Mpox à Madagascar | un enfant succombe

Un décès infantile tragique inquiètant, soulignant la menace persistante du mpox à Madagascar, nécessitant une riposte sanitaire renforcée. Il s’agit d’un premier décès Lie au Mpox à Madagascar. Le pays a enregistré, le 28 février 2026, le décès d’une fillette de trois ans des suites du mpox, marquant le premier décès lié à cette maladie depuis la détection initiale du virus dans le pays en décembre 2025. L’enfant, originaire de Toamasina, avait été admise dans un établissement hospitalier d’Antananarivo, où son état s’est rapidement détérioré, malgré les soins prodigués. La confirmation du diagnostic de mpox a été établie post-mortem, ajoutant une dimension tragique à ce décès.

Bilan national et surveillance accrue

Le professeur Mamy Randria, porte-parole du ministère de la Santé publique, a précisé que l’enfant avait été initialement hospitalisée pour une autre maladie, mais que les complications liées au mpox ont précipité son décès. Conformément aux protocoles établis par l’Organisation Mondiale de la Santé (OMS), le corps de la victime, considéré comme potentiellement contagieux, a été inhumé à Toamasina. Les autorités sanitaires ont souligné que ce décès suscite des interrogations au sein de la famille quant au diagnostic initial et à la prise en charge de la maladie. Au 1er mars 2026, un bilan national fait état de 1 053 cas notifiés, parmi lesquels 457 ont été confirmés positifs au mpox. Les services de santé maintiennent une surveillance rigoureuse et assurent la prise en charge des patients afin de circonscrire la propagation de la maladie.

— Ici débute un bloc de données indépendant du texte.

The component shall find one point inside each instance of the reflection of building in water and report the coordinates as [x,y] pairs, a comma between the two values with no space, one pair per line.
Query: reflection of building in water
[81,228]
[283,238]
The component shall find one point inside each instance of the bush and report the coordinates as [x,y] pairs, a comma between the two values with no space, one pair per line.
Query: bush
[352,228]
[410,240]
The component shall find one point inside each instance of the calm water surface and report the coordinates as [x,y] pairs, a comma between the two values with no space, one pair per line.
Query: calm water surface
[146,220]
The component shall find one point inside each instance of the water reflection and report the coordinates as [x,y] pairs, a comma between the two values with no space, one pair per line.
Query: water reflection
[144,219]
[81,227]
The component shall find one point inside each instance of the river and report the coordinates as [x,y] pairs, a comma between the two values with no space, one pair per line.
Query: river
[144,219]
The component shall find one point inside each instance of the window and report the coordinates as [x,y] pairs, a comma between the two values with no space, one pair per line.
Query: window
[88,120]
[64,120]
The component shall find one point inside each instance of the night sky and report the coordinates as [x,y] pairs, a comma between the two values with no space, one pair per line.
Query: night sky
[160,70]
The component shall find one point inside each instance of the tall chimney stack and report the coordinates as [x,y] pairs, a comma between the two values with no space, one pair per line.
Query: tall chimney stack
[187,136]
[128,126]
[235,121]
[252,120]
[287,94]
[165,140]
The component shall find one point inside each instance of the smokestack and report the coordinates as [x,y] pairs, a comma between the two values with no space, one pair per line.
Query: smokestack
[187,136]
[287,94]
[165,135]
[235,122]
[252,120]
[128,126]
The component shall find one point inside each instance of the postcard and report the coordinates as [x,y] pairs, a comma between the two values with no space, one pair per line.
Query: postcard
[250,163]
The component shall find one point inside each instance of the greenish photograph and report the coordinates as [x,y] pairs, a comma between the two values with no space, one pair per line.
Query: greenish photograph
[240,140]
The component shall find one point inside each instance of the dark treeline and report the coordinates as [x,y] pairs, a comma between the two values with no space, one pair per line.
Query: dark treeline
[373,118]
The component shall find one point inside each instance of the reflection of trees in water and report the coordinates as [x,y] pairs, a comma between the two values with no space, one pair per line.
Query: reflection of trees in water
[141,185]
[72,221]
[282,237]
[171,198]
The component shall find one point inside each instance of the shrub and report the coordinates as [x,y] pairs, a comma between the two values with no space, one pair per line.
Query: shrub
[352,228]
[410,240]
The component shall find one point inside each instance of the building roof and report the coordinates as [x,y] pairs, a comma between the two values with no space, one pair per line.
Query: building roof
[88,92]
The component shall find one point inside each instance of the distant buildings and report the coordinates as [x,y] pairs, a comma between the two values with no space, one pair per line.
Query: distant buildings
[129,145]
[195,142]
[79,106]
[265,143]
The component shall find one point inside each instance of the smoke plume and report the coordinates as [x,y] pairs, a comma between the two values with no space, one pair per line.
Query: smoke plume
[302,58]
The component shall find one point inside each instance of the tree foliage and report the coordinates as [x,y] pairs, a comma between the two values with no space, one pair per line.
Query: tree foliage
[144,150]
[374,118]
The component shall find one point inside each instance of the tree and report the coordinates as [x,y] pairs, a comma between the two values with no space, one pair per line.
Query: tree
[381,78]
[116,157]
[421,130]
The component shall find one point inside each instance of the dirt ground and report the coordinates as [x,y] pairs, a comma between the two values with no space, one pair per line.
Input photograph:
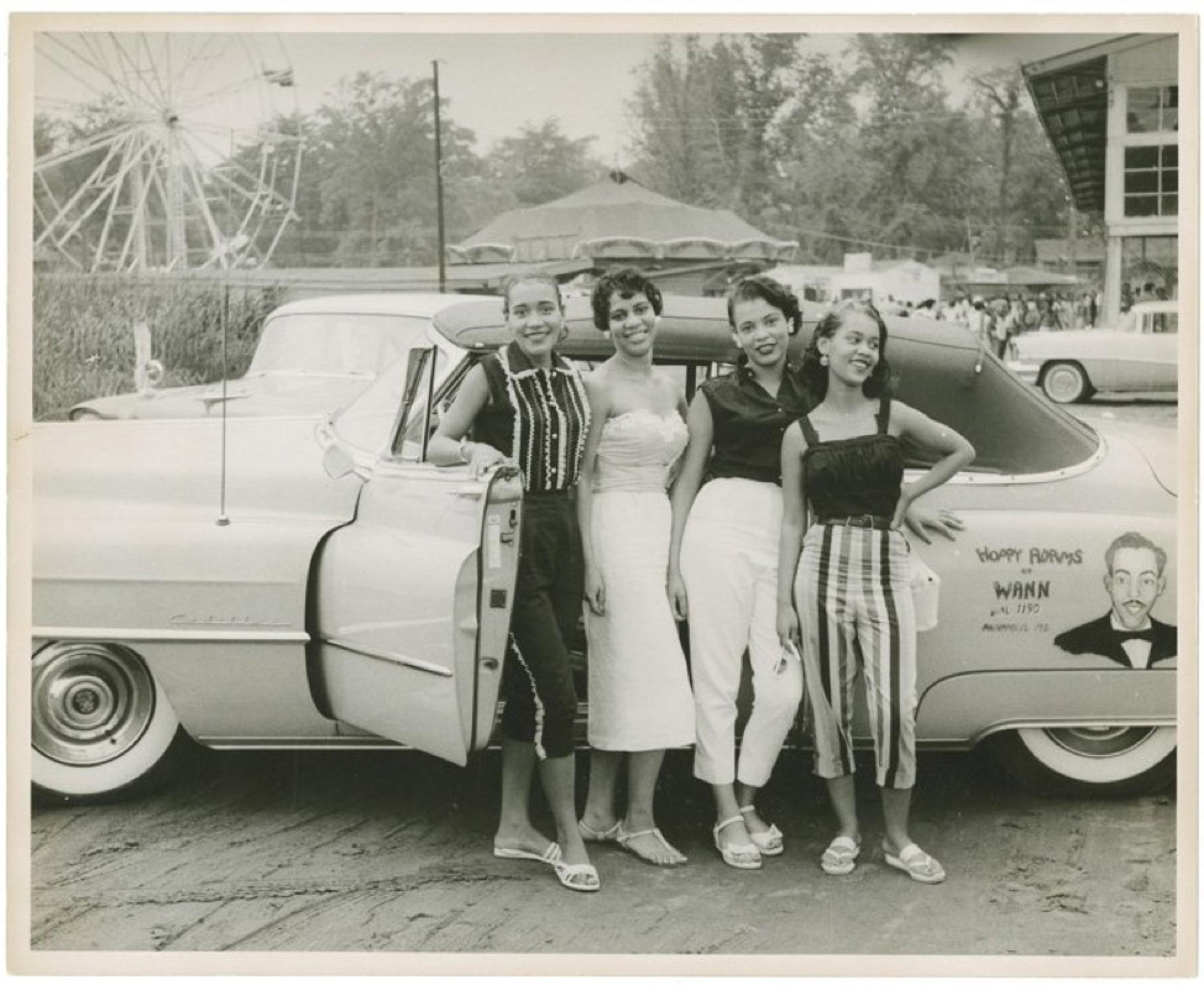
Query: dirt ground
[391,851]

Réponse vaccinale imminente et prévention

Le ministère de la Santé publique a annoncé le lancement prochain d’une campagne de vaccination ciblée, priorisant les professionnels de santé, les contacts étroits des personnes infectées, les individus vivant avec le VIH et les professionnels du transport. Cette stratégie vaccinale vise à protéger les populations les plus exposées au risque de contamination et à freiner la propagation du virus au sein de la communauté.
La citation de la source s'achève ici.